「コミック伝説マガジン」の創刊について(続き)

 前回から何やかやあって、ひと月が過ぎてしまった。謝謝!
 さて、「コミック伝説マガジンNo.1」買いました。モチ、古本で!
 まず、手塚プロによる「鉄腕アトム」の新作。まったく何を勘違い しているのだろう! カバーイラストだけ手塚治虫のオリジナルを使い、客寄せしておいて、 本編はまるで手塚治虫のエッセンスが感じられない。(その上、絵も似ていない!)ブラックジャックや 写楽保介などお馴染みのキャラを登場させ賑やかだが、肝心のストーリーに手塚治虫らしさがまるで 感じられないのでは、もう救いようがない。
 本誌の巻末に「スタートにあたって」と題して編集部のメッセージが記されている。

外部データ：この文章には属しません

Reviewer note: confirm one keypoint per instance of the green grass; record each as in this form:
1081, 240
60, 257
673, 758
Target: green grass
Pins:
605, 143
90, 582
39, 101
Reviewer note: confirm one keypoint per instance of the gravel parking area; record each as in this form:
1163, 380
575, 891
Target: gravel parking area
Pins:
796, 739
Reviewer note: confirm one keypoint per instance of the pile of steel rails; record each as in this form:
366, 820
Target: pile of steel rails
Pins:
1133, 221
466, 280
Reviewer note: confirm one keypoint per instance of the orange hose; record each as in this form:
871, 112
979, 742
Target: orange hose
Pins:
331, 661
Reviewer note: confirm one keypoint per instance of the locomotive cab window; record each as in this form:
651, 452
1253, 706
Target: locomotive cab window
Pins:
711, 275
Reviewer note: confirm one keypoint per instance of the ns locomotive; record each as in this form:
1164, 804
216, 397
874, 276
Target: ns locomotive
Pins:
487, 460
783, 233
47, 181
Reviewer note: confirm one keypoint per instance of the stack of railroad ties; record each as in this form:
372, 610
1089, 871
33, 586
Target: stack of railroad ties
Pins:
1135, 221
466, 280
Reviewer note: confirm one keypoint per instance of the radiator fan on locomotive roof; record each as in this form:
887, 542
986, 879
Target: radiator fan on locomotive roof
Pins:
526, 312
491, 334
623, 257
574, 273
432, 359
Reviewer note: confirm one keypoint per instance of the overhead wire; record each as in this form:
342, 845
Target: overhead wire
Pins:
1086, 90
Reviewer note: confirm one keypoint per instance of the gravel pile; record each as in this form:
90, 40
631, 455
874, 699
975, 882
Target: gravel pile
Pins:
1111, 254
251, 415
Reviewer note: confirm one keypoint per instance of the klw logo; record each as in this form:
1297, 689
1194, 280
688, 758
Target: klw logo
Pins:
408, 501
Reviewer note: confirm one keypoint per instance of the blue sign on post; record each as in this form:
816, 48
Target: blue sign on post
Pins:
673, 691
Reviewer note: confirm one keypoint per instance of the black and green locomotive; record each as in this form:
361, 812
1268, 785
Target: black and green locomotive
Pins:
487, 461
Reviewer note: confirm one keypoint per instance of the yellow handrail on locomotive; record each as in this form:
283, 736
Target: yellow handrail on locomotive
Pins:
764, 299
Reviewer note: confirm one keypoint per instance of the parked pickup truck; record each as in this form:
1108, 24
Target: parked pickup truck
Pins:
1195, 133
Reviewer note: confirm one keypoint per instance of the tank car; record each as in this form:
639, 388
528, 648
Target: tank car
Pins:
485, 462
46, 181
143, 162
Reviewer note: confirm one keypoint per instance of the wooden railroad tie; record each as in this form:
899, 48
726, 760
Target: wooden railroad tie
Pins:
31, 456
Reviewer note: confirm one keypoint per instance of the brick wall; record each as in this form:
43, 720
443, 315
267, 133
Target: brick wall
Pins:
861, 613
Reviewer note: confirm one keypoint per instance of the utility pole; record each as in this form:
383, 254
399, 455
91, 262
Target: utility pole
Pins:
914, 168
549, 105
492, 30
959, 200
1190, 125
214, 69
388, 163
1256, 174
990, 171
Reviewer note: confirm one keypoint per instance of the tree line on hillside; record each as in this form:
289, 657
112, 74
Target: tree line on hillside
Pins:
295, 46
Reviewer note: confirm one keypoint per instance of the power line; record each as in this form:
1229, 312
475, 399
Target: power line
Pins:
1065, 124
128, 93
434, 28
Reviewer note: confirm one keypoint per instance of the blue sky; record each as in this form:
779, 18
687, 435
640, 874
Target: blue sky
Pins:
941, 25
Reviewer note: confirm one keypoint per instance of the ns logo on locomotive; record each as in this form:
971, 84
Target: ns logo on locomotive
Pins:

<「子供の頃に 読んだマンガは面白かった」という記憶は、いつまでたっても色あせないものだ。どんな世代でも、 原体験として刷り込まれてしまった名作があるはずで、「もう一度、読みたい!」と思うのは、 しょうがないことだ。>・・・それはよく判る。でもね! これは 違う! 本人が描く新作を読むことが適わぬ今、でもね! <原体験として 刷り込まれてしまった名作>を<「もう一度、読みたい!」と思うのは>、言っとくけど、こんな まがい物じゃない!
 藤子F不二雄が亡くなった後、「ドラえもん」がどうなるか、というのが少し話題になった。 しかし、僕の周りではあまり心配する声は上がらなかった。けれどそれは、藤子F不二雄と手塚治虫との まんが家としての評価の上下、優劣、とは別の問題だった。「ドラえもん」は工房作品だからということを みんな知っていたし、それは、それを含めて藤子F不二雄の価値だったからだ。最近の「ドラえもん」を 僕は殆ど読んでいないが、きっと何ら変わらず面白いだろう。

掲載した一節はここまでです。